The Defending Truth apologetics conference will be held at Trevecca Nazarene University from 9 a.m.-6 p.m.

Panelists include: Dr. Stephen C. Meyer, Director of the Discovery Institute’s Center for Science and Culture and founder of the intelligent design movement; Dr. Frank Turek, President of and award-wining author/coauthor of: “I Don’t Have Enough Faith to be an Atheist,” “Correct, Not Politically Correct” and “Legislating Morality;” Dr. Ed Stetzer, Executive Director of LifeWay Research and author; Dr. Alex McFarland, Director of the Center for Christian Worldview and Apologetics at North Greenville University and author of the best-selling “10 Most Common Objections to Christianity;” J. Warner Wallace, cold-case homicide detective, Christian case maker and author; Abdu Murray, former Muslim, now president of an apologetics-based ministry dedicated to offering the truth of the Gospel to Muslims, Jews, cult members and skeptics; and Troy A. Miller, president and CEO of the NRB Network.

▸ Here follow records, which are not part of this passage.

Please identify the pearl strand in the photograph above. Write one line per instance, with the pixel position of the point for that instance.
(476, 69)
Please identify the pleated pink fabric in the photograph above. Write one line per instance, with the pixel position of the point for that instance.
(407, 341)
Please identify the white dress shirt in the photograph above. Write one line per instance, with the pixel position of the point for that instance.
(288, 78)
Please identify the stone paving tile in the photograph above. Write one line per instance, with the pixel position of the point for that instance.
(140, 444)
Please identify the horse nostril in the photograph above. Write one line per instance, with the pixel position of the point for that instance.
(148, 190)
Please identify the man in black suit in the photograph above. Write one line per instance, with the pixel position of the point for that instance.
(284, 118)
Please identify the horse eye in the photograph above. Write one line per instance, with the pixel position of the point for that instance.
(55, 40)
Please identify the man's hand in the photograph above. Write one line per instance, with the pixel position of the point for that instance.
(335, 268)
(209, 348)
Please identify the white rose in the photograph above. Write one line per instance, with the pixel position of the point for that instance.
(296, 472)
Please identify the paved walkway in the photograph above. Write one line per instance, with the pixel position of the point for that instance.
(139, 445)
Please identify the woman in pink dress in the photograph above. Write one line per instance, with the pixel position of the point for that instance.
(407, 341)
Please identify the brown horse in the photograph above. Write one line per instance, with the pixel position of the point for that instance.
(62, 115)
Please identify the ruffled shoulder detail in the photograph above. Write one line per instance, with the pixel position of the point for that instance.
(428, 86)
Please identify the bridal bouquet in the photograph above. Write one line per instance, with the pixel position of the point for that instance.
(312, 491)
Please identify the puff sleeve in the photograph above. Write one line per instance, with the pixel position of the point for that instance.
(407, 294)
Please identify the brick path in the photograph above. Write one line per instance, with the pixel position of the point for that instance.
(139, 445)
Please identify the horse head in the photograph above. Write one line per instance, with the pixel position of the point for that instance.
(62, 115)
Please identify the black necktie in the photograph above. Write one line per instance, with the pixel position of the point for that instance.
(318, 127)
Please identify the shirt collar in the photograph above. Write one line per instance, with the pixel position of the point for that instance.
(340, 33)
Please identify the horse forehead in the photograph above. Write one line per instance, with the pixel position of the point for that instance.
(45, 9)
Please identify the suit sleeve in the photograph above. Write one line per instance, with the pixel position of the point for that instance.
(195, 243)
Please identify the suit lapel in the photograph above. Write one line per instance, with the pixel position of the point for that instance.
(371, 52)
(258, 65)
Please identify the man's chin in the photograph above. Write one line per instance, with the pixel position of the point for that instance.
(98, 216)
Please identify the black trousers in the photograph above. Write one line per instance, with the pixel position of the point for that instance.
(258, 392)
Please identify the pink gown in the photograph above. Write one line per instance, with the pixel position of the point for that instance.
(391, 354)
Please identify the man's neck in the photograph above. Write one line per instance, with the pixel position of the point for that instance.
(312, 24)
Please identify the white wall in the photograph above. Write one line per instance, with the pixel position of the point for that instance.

I had the opportunity to speak to Dr. Turek earlier this week. He said each panelist will spend one hour speaking about his area of expertise – his topic will be on gay marriage, which he addressed in “Correct, Not Politically Correct.”

That book examines natural law: “why you can’t change natural law and not expect consequences.”

Only one state (Maine) has changed the definition of marriage by popular vote, he said. In three states, legislatures acted and the people did not overturn the decisions. All other cases have resulted from “judicial tyranny.”

The judges’ use of the 14th Amendment to push gay marriage is bogus, Dr. Turek said.

On, he writes, “It’s absurd rationally because everyone already has equal marriage rights. Every person has the same equal right to marry someone of the opposite sex. That law treats all people equally, but not every behavior they may desire equally. Same sex marriage and natural marriage are different behaviors with different outcomes, so the law rightfully treats them differently. One behavior perpetuates and stabilizes society, and the other doesn’t.

“The 14th Amendment of the U.S. Constitution was passed in 1868 to prevent states from discriminating against newly freed slaves. At that time blacks and women didn’t even have the right to vote, yet no one ever thought a court could use the “equal protection” clause to change state voting laws. So why do courts think they can use it now to change state marriage laws? Are we to believe that “equal protection” does not guarantee a woman’s right to vote but does guarantee a woman’s right to marry another woman?

Same-sex attraction is a behavior, while race is not, he said.